Problem 2: Design limitations of an inherently powerful protagonist
If you're playing a game in which your character is very powerful and versatile, then not only is the game going to be harder to learn than it probably needs to be, with tons of front-loaded tutorial, it also won't leave much room for growth. Or it'll be some kind of nongame where you give minimal input, like Space Ace. Ironically, all this undermines the basic appeal of a power fantasy, which is to have a growing sense of superiority.

In Grand Theft Auto IV or almost any of the games derived from that series' template, you start with the power to wreak all kinds of havoc inside that sandbox world. You might work your way up to faster cars and deadlier guns than what you have access to right from the start, but in spite of the open-world scope, the sense of character progression is naturally limited. This is especially true of games set in the real world. In games like God of War, you start off extremely powerful but there's still a sense of progression as you move from superhuman to godlike powers. But in a military shooter, where you're a man with a gun, you don't expect to gain new abilities, and in 99 out of 100 such games, you don't. Realism.

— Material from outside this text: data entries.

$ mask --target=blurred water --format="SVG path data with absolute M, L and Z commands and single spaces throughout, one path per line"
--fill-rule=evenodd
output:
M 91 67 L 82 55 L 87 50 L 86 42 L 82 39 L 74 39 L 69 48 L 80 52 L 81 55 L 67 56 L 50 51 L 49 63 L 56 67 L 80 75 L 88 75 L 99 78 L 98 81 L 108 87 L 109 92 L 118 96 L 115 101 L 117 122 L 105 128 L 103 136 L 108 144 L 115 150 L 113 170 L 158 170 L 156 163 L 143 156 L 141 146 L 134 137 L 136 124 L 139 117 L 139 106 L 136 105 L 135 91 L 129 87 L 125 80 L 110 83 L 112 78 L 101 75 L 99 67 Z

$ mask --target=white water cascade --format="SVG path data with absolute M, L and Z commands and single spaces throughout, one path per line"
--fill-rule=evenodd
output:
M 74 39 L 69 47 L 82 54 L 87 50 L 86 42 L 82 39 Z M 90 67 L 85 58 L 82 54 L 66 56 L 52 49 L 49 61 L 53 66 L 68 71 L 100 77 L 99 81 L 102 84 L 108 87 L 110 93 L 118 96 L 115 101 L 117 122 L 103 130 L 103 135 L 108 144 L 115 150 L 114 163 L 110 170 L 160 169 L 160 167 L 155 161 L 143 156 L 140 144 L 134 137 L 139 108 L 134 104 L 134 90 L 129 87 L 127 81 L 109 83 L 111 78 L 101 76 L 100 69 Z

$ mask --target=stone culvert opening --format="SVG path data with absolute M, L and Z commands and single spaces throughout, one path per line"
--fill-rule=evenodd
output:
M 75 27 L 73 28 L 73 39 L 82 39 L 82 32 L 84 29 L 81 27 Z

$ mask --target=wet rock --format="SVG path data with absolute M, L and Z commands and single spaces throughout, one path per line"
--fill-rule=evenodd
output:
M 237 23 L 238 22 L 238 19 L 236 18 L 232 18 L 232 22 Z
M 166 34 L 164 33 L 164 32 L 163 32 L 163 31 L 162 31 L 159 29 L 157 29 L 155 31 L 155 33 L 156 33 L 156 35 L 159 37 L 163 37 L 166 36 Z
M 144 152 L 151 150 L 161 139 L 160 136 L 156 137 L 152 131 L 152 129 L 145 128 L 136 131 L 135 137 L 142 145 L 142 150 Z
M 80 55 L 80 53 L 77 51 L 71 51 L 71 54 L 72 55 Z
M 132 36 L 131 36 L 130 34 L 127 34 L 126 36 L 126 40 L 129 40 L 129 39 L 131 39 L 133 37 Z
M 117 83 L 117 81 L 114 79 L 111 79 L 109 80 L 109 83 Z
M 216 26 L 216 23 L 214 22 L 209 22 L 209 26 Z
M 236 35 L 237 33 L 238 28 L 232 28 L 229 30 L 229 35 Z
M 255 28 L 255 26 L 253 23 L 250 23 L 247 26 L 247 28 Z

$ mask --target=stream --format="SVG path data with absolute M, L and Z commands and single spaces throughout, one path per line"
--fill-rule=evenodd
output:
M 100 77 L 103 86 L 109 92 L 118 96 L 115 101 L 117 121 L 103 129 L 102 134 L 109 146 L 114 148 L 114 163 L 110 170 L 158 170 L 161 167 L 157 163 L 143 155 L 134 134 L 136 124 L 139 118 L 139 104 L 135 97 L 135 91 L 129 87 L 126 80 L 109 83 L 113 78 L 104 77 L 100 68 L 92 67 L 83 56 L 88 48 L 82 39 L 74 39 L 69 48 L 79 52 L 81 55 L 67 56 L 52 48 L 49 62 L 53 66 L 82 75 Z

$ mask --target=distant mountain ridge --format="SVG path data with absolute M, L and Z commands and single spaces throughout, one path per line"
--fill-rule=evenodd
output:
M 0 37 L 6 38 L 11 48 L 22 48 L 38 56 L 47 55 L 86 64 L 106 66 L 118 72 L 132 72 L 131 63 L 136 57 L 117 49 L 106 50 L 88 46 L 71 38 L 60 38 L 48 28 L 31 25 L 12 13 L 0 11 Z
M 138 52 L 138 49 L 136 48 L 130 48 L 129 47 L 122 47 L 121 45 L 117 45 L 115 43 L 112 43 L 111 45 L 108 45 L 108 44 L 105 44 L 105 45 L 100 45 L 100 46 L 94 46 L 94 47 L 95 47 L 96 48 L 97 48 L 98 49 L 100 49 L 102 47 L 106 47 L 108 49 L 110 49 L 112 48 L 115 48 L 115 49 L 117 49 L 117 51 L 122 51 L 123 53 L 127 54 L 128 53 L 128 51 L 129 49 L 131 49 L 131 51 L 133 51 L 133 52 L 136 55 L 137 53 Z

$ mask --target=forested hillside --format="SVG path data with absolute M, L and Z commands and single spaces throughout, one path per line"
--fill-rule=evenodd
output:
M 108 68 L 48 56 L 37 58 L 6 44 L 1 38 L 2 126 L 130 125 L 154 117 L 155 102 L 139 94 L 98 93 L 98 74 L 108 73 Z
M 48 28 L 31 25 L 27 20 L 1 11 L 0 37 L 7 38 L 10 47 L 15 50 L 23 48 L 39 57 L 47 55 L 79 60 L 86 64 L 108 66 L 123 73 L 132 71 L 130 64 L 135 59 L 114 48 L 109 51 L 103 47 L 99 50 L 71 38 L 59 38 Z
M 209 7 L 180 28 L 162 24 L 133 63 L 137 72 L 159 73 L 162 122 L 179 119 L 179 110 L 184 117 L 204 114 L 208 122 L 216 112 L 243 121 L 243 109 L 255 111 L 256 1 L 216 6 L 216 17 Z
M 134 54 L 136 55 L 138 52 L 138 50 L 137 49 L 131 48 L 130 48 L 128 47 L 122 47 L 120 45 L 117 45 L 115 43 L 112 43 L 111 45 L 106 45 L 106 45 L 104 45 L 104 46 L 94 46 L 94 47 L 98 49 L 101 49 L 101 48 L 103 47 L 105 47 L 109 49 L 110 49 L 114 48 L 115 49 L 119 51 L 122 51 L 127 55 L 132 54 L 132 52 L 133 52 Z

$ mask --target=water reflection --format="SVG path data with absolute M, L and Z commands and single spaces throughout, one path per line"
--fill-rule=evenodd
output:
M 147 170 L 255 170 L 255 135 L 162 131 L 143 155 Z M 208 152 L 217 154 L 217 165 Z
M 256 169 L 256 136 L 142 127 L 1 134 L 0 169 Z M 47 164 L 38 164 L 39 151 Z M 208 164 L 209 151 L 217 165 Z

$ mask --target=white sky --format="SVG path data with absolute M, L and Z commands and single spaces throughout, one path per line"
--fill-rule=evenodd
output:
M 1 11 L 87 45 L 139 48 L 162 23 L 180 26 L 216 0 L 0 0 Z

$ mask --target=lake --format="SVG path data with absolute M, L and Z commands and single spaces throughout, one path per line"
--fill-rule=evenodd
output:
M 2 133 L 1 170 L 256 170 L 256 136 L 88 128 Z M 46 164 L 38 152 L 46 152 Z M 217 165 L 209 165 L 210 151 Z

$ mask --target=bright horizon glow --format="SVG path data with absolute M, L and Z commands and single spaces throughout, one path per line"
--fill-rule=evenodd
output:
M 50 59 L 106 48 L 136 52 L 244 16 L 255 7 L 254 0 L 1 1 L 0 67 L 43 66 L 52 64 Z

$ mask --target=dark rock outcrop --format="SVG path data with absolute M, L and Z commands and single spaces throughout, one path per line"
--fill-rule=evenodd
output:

Role-playing games have a traditional solution to these problems, by making the player start off as a nobody and gradually letting him grow his powers while his notoriety in the gameworld grows through the fiction. Even still, RPGs are notorious for their complexity, often front-loading far more game systems than the player ought to be concerned with at first. And most RPGs still are power fantasies from a fictional point of view.

If you're not making a power-fantasy game then you have far more latitude when defining your protagonist character. The player doesn't always want to be the badass, does he?

Problem 3: Limited emotional range
When a game is a power fantasy then it occupies a narrow and limiting emotional range. Power-fantasy games can be about justice, revenge... and, that's about it.

Look at the long list of games I've cited above and try and point to ones that aren't about justice or revenge.

Justice and revenge are age-old themes, deeply ingrained in human nature. The emotional range associated with these, I'd say, tends toward the aggressive and the negative. Some of the best works of fiction in the history of fiction have concerned justice or revenge. But these themes aren't everything.

Of course there's a whole slew of other themes and corresponding emotions that games can explore. It's an oversimplification but ICO and Shadow of the Colossus are games about love more so than they are about justice or revenge. By successfully applying an alternate thematic spin on conventional action adventure tropes, these games stood out as unique and provided unique and memorable experiences.

. . .

Power-fantasy games have a lot of things going for them. That's why so many of them are made. Games that attempt to solve the problems I've listed here have plenty of their own problems, including, I suppose, having a potentially more-limited appeal than power-fantasy games do. Even still, when thinking about the kinds of games I want to make, I'd much rather take my chances with exploring relatively untapped thematic territory than trying to attack head-on some hundreds of different games I hold in very high regard. I've tried that before and didn't like it as much.